Wednesday, March 18, 2020

Meet The Exoplanet Where It Appears To Rain Iron

The last decade has shown us there are a huge number of planets out there, and many of them are completely different from what we see in our Solar System. WASP-76b is one of them, and new observations suggest that on this peculiar world it rains iron.

WASP-76b, located 640 light-years away in the constellation of Pisces, weighs 284 times the Earth and orbits its star in just over 43 hours. It’s a gas giant slightly smaller than Jupiter, but it orbits so close to its star it’s become tidally locked. One side of the planet always faces the star, the other is in perpetual darkness. A new study published in Nature reveals the two faces of the planet have significantly different properties.

The daylight side has a temperature of 2,400°C (4,350°F), which is hot enough to vaporize metals in its atmosphere. The signature from these metals is exactly what the astronomers studied. In particular, they looked at the terminators (no, not Arnie), the region that separates the two sides.

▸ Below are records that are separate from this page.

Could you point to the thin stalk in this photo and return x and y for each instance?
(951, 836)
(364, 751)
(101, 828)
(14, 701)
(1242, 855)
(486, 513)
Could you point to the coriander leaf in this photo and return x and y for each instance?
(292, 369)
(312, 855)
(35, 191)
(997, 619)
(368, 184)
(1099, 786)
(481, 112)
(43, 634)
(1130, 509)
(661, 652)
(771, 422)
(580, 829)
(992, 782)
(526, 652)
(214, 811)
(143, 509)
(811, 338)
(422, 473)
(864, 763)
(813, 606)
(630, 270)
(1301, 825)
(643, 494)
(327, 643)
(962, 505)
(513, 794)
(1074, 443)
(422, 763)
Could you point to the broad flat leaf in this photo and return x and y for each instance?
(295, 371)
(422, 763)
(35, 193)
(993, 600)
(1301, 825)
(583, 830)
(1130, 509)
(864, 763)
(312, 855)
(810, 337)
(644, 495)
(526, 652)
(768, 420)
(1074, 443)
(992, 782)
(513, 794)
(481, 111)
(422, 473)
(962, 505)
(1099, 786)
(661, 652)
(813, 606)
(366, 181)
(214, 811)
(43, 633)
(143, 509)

In the day-to-night terminator, the “evening” one, they reported the presence of iron in the atmosphere that moved with quite a speed, possibly due to winds and the planet’s rotation. But when they looked at the “morning” terminator the team discovered this iron signal was gone. They suspect that the cooler temperatures on the night side means the iron condenses, possibly in clouds, and falls as rain during the night.

“The observations show that iron vapor is abundant in the atmosphere of the hot day side of WASP-76b,” co-author MarĂ­a Rosa Zapatero Osorio, an astrophysicist at the Centre for Astrobiology in Madrid, Spain, said in a statement.

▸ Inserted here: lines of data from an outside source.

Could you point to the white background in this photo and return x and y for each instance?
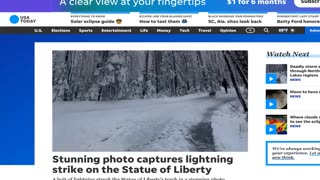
(247, 165)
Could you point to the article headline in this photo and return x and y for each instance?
(132, 3)
(188, 164)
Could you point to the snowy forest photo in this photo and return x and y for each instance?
(150, 100)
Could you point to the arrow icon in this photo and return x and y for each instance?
(271, 78)
(271, 104)
(270, 129)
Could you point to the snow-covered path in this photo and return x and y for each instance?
(138, 125)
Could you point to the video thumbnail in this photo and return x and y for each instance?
(276, 124)
(276, 99)
(276, 73)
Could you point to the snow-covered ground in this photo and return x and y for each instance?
(161, 124)
(230, 129)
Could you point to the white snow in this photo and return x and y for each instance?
(161, 124)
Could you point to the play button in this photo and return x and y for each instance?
(271, 78)
(271, 104)
(271, 129)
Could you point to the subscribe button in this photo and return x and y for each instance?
(307, 3)
(313, 31)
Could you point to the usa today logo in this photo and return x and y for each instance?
(14, 19)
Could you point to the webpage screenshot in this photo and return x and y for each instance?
(160, 89)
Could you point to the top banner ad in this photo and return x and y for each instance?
(162, 6)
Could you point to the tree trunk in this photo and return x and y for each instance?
(240, 71)
(244, 105)
(175, 81)
(144, 91)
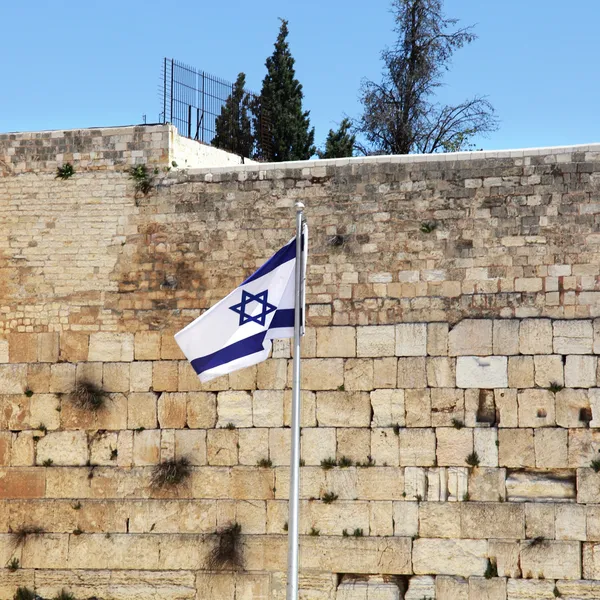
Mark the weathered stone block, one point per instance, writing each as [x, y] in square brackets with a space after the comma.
[580, 371]
[412, 372]
[453, 446]
[411, 339]
[417, 447]
[471, 337]
[449, 557]
[116, 347]
[375, 341]
[516, 448]
[535, 336]
[552, 560]
[388, 408]
[475, 372]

“A fraction of this iron is injected into the night side owing to the planet’s rotation and atmospheric winds. There, the iron encounters much cooler environments, condenses and rains down.”

The team used the ESPRESSO (Echelle SPectrograph for Rocky Exoplanets and Stable Spectroscopic Observations ) instrument on the European Southern Observatory’s  Very Large Telescope in Chile to detect and study the chemical variations across the surface of this planet. ESPRESSO was originally designed to hunt for Earth-like planets, but researchers have discovered it’s also prime for studying planet’s atmospheres, and say this is just the beginning.

“What we have now is a whole new way to trace the climate of the most extreme exoplanets,” said David Ehrenreich, a professor at the University of Geneva in Switzerland, who led the study.